I understand กิเลศ from a Pali-English Dictionary :
Kilesa (and klesa) [from kilissati] 1. stain, soil, impurity, fig. affliction; in a moral sense, depravity, lust. Its occurrence in the Piṭakas is rare; in later works, very frequent, where it is approx. tantamount to our terms lower, or unregenerate nature, sinful desires, vices passions.
kilesa also occurs in a series explanatory of taṇhā, in the stereotype combn of t., diṭṭhi, kilesa "clinging to existence, false ideas and lust" (see Nd2 s. v. taṇhā v.). -- 4. In the same function it stands with rāga, viz rāga dosa moha kilesa, i. e. sensuality, bewilderment and lust (see Nd2 s. v. rāga ii.)...

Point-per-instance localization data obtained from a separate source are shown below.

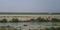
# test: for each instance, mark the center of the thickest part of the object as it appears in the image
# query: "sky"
(29, 5)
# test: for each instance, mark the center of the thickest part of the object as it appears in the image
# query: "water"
(30, 23)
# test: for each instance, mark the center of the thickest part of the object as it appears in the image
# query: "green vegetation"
(39, 19)
(52, 28)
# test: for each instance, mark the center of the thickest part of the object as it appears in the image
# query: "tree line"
(39, 19)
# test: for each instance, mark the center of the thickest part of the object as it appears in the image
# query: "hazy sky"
(29, 5)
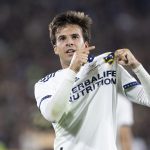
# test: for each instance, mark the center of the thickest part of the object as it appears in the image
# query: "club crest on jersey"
(46, 78)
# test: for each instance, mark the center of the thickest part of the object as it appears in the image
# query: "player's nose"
(69, 42)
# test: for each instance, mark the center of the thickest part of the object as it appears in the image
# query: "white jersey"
(124, 112)
(124, 115)
(89, 120)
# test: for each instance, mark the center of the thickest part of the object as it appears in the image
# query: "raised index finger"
(90, 48)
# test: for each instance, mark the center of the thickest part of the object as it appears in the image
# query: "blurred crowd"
(26, 55)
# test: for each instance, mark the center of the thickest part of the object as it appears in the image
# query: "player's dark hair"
(71, 17)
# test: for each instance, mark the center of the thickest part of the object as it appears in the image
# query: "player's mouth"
(70, 51)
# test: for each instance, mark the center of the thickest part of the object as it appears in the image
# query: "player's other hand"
(80, 58)
(124, 57)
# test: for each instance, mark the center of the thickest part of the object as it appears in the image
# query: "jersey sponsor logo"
(46, 78)
(91, 84)
(130, 85)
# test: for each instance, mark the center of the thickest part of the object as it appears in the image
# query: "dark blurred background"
(26, 55)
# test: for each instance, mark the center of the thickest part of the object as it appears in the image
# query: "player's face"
(68, 39)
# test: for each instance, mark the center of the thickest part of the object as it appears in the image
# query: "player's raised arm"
(124, 57)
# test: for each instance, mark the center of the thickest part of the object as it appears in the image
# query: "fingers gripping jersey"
(85, 103)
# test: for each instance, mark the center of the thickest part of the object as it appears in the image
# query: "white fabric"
(89, 120)
(124, 112)
(124, 115)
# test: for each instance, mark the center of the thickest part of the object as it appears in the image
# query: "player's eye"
(61, 38)
(75, 36)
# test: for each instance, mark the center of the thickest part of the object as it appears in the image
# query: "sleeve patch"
(131, 84)
(45, 97)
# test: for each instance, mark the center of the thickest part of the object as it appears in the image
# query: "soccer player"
(124, 123)
(80, 99)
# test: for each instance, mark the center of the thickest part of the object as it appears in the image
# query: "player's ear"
(55, 49)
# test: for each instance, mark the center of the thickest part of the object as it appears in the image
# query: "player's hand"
(80, 58)
(126, 58)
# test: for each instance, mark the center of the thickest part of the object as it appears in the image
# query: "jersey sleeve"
(135, 91)
(53, 95)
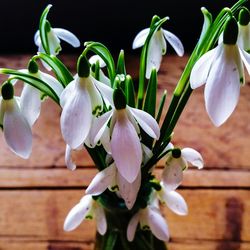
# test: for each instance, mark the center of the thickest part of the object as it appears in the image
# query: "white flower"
(87, 208)
(80, 100)
(149, 218)
(175, 164)
(30, 99)
(173, 200)
(125, 144)
(16, 129)
(111, 179)
(222, 70)
(157, 47)
(54, 36)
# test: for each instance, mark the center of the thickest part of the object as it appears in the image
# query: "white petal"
(154, 53)
(93, 59)
(30, 103)
(223, 87)
(101, 221)
(67, 36)
(172, 174)
(158, 224)
(77, 213)
(175, 202)
(101, 181)
(140, 38)
(246, 59)
(67, 92)
(129, 191)
(201, 68)
(68, 160)
(175, 42)
(76, 118)
(147, 122)
(132, 225)
(126, 147)
(192, 156)
(98, 127)
(52, 82)
(17, 131)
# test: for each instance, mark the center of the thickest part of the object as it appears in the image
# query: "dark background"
(112, 22)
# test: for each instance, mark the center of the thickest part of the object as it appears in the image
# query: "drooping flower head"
(222, 70)
(125, 143)
(16, 129)
(157, 46)
(81, 100)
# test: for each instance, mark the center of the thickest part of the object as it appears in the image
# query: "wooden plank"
(62, 177)
(213, 215)
(224, 147)
(17, 244)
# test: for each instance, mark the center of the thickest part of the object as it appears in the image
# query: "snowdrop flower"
(173, 200)
(16, 129)
(149, 218)
(222, 70)
(244, 30)
(157, 46)
(80, 101)
(110, 178)
(126, 148)
(30, 99)
(87, 208)
(54, 36)
(177, 161)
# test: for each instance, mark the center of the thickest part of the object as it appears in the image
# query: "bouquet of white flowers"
(117, 119)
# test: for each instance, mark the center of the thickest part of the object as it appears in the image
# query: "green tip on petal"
(244, 16)
(32, 67)
(119, 99)
(83, 67)
(176, 153)
(230, 33)
(7, 91)
(47, 26)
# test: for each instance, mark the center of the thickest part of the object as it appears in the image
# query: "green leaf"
(105, 54)
(33, 81)
(43, 31)
(161, 105)
(62, 73)
(121, 69)
(150, 97)
(130, 91)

As you say there is no explanation of the origin or purpose of 'kilesa' or why people are born with it. It seems that the definition associated with clinging to existence (self preservation), false ideas (self excuses/self image) and lust (desire for self-satisfaction) may be the one you see kilesa is about. Is there a basis for that interpretation?
I highlighted a point in italic and blue that says kilesa is rarely mentioned in "the tipitaka" but expounded in the commentaries and latter works. Does this mean the Buddha did not given enough attention to kilesa but the latter followers did (wonder and try to explain -- as you did)?